# I'm lost. Quick help please.



## Search (Jul 31, 2009)

I knew little about the organization of everything under SOCOM and decided tonight to educate myself as I find it something to know. Notice: I've searched. Either it's never been discussed or I typed the wrong term.

Army specifically:

I understand there are five "groups". Being non-Mil I my terms are nowhere to be found. Rangers, SF, 160th, etc.

The rangers I understand very well. It's broken down into, smaller groups.. 

The SF is the one I don't understand.

What is an ODA? I hear about them a lot but I'm not sure what it means. Acronym aside.

Using THIS website I can see the the SF are broken down into groups. 1st to 20th.

I'm not an airsofter, nor do I get a boner from hearing Delta, but where does 1st SOFD-D fit in? A part of one of these groups or are they apart from SF all together?

I've never heard of 1st SOFD-A or well anything but D so is there anything else out there?

I'm in LE but am interested in Military Ops obviously. Personal circumstances hold me from finding out further 

If there is a website or thread I missed point me there and I'll apologize for a possible useless thread.


----------



## EverSoLost (Jul 31, 2009)

Before you enter the discussion group for this site you can find all the information you're looking for.  So on the Main SS there is a seperate page for each of the aforementioned Units.


----------



## EverSoLost (Jul 31, 2009)

http://www.shadowspear.com/special-operations-research.html

try here


----------



## Search (Aug 1, 2009)

After another trip to Wikipedia I think I've figured it out.

US Army Special Forces has 5 active groups and 2 National Guard groups.

Each group a certain number of ODAs.
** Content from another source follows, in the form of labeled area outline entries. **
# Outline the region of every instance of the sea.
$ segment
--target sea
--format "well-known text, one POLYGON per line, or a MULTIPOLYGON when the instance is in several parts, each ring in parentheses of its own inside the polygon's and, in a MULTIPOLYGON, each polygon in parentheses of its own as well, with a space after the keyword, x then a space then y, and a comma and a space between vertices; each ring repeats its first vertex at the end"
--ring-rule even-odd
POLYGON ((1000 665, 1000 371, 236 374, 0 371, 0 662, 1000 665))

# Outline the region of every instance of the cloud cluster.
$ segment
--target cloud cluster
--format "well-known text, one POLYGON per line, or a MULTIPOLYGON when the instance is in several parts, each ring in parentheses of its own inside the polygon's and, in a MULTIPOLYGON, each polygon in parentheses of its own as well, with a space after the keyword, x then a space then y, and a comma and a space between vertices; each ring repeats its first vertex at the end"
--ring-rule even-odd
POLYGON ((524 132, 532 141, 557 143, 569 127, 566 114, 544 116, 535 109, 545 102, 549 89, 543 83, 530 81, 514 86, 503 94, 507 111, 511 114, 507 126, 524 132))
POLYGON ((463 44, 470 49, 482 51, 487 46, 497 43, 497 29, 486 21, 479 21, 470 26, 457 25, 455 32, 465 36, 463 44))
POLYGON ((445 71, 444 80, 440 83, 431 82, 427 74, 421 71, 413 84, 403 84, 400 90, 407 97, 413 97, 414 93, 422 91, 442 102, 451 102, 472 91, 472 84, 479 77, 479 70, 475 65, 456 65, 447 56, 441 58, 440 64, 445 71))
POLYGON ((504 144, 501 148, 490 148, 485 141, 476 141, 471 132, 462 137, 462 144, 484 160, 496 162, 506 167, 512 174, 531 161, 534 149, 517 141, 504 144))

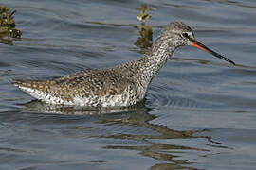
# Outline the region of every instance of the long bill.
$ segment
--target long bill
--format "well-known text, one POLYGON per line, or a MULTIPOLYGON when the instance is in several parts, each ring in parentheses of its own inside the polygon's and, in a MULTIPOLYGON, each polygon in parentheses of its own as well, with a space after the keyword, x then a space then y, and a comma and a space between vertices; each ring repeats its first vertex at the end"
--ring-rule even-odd
POLYGON ((212 51, 211 49, 208 48, 207 46, 205 46, 204 44, 200 43, 196 40, 191 40, 191 41, 192 41, 192 46, 194 46, 196 48, 199 48, 199 49, 201 49, 203 51, 206 51, 206 52, 208 52, 208 53, 210 53, 210 54, 211 54, 211 55, 213 55, 213 56, 215 56, 215 57, 217 57, 217 58, 219 58, 219 59, 221 59, 223 60, 226 60, 226 61, 230 62, 231 64, 235 65, 234 61, 232 61, 232 60, 229 60, 229 59, 221 56, 220 54, 212 51))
Which are the direct action force.

Then ODBs and ODCs. I understand that.

Now to go figure out the main difference in SF and Rangers. Which I won't ask.

website shed a little light:)

And Here is another one :)


----------



## pardus (Aug 1, 2009)

Search said:


> a possible useless thread.



I think we can safely remove the word 'possible'....


----------



## Search (Aug 1, 2009)

pardus said:


> I think we can safely remove the word 'possible'....
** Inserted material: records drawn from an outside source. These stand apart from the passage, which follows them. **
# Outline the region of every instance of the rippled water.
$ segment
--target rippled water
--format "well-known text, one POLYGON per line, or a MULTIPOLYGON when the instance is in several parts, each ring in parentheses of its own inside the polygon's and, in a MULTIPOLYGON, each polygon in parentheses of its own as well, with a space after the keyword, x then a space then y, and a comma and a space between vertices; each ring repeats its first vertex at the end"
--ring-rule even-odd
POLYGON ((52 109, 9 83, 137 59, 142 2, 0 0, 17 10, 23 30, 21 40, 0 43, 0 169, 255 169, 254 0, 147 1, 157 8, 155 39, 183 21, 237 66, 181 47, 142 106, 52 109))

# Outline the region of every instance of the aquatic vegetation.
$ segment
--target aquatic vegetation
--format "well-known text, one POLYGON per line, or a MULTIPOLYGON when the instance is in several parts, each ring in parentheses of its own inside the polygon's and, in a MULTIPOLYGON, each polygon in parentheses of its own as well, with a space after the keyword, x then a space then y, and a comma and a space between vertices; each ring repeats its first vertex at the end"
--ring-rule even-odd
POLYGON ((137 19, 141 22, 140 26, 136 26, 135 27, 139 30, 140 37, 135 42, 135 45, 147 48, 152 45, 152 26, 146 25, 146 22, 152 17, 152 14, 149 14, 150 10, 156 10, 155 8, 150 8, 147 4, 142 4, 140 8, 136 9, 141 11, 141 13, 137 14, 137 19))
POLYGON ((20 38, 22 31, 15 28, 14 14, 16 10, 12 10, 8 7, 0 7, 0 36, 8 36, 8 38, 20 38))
What I didn't understand was when I read ODA XXX did this or that. I was trying to figure out how that fit in with the SF.
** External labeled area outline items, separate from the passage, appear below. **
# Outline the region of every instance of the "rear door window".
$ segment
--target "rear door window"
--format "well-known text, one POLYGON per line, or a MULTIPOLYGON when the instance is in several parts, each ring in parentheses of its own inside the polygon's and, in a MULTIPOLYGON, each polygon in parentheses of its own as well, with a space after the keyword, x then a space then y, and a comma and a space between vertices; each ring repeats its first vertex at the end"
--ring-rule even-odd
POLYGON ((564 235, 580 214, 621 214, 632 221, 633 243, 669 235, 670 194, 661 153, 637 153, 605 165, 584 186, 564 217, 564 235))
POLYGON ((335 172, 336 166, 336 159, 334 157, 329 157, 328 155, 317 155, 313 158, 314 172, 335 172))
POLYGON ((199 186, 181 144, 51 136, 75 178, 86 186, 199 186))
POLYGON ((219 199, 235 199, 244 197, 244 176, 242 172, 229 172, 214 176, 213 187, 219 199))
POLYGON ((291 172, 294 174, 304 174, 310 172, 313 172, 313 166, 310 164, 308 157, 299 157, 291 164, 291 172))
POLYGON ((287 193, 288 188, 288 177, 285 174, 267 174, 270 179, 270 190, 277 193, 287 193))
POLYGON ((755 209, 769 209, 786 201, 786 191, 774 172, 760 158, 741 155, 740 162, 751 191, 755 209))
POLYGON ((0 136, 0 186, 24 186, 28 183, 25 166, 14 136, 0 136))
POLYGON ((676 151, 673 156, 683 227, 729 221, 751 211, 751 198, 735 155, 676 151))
It was after the thread that I read somewhere by accident about OD(A - C).

A quick look back into Wikipedia at something I overlooked and I figured it out.

You'll have to forgive me. I didn't come here entirely for the Mil aspect. 

However, all this has made me regret not joining when I was younger


----------



## Polar Bear (Aug 1, 2009)

Please watch the kind of questions you ask. The bad guys read us to


----------



## Search (Aug 1, 2009)

Polar Bear said:


> Please watch the kind of questions you ask. The bad guys read us to



10-4

Only question about anything like this I foresee. Just wanted to understand a little of what I read from time to time.


----------